Just an odd thing to do I think! There are not many people I would get out of bed for at 6am, he certainly isn't one of them!

OP posts:
SpoonBlender · 08/01/2019 11:01

You should definitely send her screenshots and ask her to tell him not to, and that you've had to block him. Even with "innocent" grooming content, the timestamps are an eyebrow raiser.

Adora10 · 08/01/2019 12:52

You should have done it before, and yes by responding you were encouraging him, glad you have now realised it's not the way to handle things; friend or not, don't be that woman.

Littlechocola · 08/01/2019 12:55

Ask her if he’s ok because you had a few weird calls/ messages about being stranded.

Sammiejo12 · 08/01/2019 13:38

This reply has been deleted

Message withdrawn at poster's request.

CrispbuttyNo1 · 08/01/2019 13:40

I would ring her and just ask if everything is ok and say you hoped he got home ok as you had a load of missed calls and texts.

CrispbuttyNo1 · 08/01/2019 13:40

Ah cross post!!

Sammiejo12 · 08/01/2019 13:46

I've just messaged my friend and asked if everything is ok as I had a couple missed call early doors from her fiancé.

She replied immediately making a joke out of it, so at least she knows and can deal with him accordingly.

Feel so bad for her, I know he was like this before they got together, he had a secret relationship/affair with someone for 6 years behind his babymommy's back.

OP posts:
ZogTheOrangeDragon · 08/01/2019 13:51

Why has it taken you until now to block him?

Snappedandfarted2019 · 08/01/2019 13:53

TBH you sound like your enjoying the attention otherwise you would have told him how inappropriate it is, if you had anything you would tell your friend regardless the level of closesness you are with her.

Sammiejo12 · 08/01/2019 13:55

I don't hear from him very often, the odd message every few months. It was never a big deal as we were friends before he started dating my friend -4/5 years ago now. They lived a couple hours away for two years and have just come back.
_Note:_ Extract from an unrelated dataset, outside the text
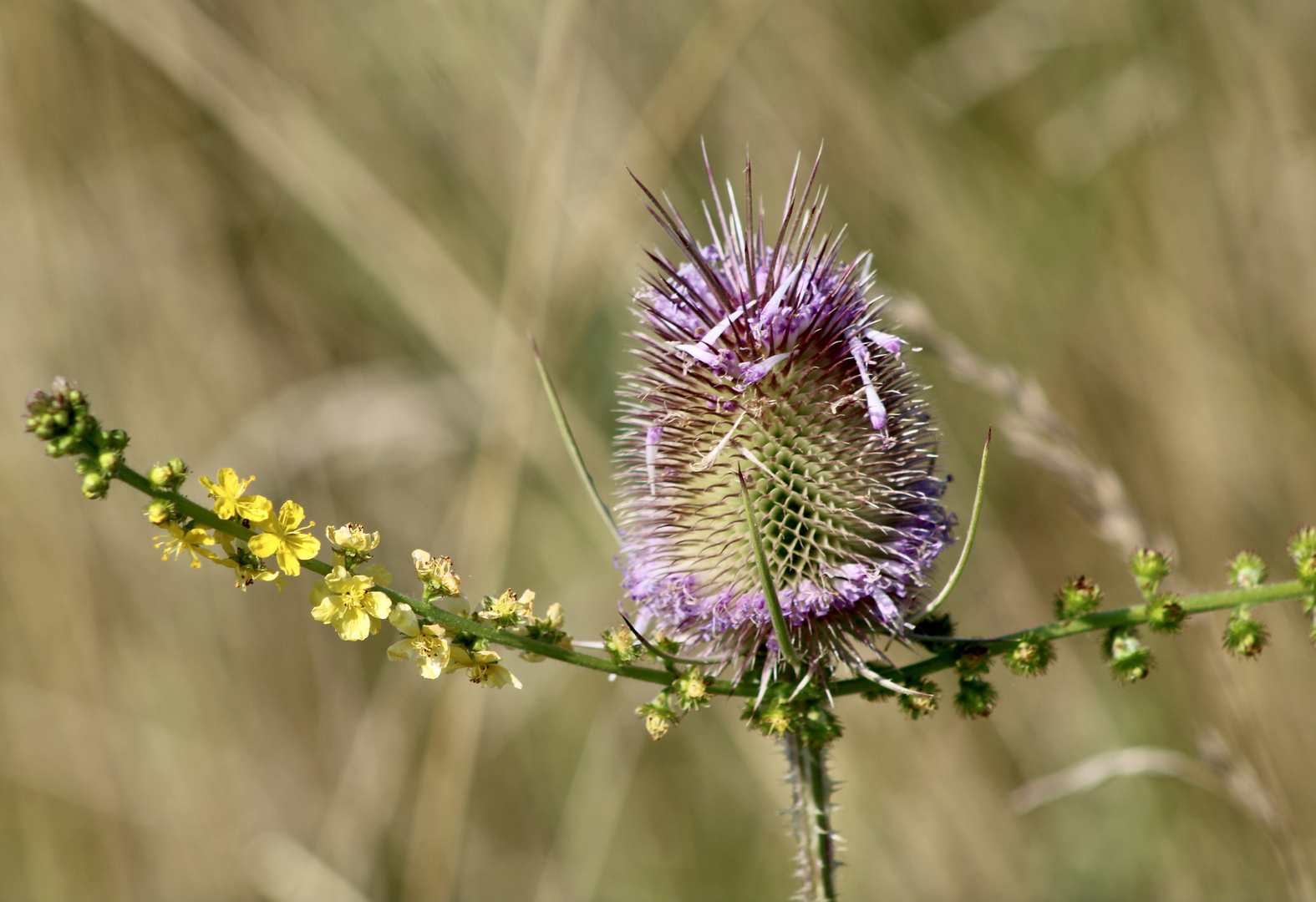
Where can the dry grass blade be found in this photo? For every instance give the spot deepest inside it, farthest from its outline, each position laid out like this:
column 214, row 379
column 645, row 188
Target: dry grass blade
column 1036, row 432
But calling and messaging at 630am because, from what I can gather, he didn't want to wake his fiancé up to come and get him is a step too far.

OP posts:
Miane · 08/01/2019 13:57

It was a step too far, you’ve blocked him and informed her.

Problem solved. (not for her obviously but that not your responsibility)
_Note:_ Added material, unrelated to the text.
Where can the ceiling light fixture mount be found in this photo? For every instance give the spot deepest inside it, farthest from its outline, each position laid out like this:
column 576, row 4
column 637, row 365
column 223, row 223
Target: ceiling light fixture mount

LuckyLou7 · 08/01/2019 13:58

He sounds like an entitled knob who thinks he's irresistible to women. Now that she is aware of what he is doing, let the sort it out between them. If he manages to message you again, by some other means, like Facebook messenger for example, then just ignore it. There's nothing that says 'fuck off mate, I'm not interested' better than having an unread message sitting there for days.

Sammiejo12 · 08/01/2019 13:58

I am not enjoying the attention I can assure you of that!

I was mates with him long before she come in the scene, I know for a fact she wouldn't tell me if it was the other way round as we are not close. She's said some stuff about me in the past that had made it clear.

We rarely socialise together as they lived miles away but have moved back to the area because he is now working for another of the women's husbands.

It was the odd "hi how are you" message, nothing more nothing less.

But this morning was not ok, I've blocked him and asked her is everything is ok because of the calls.

OP posts:
Sammiejo12 · 08/01/2019 17:31

Oh gosh I've just heard that they have broken up and called off their engagement!!

Really really glad I said something now

Thank you for all your advice :)

OP posts:
Katgurl · 08/01/2019 17:46

Well done op you've done exactly the right thing. It is hard when there isn't something specific you can report back but you know it's not exactly right. In your case it was messy as you knew him already. But you've alerted her without embarrassing her - over to her now.

SparklyMagpie · 08/01/2019 18:43

How convenient
If it was me and this kept happening, i'd have to say something friend or not

But job done an not your problem op

PolkaDoting · 08/01/2019 19:29

I get it, some people saying that you should have steamed in with ‘This contact is in appropriate’ are just being odd. Would have made you look very weird, it sounds like you called it right though OP!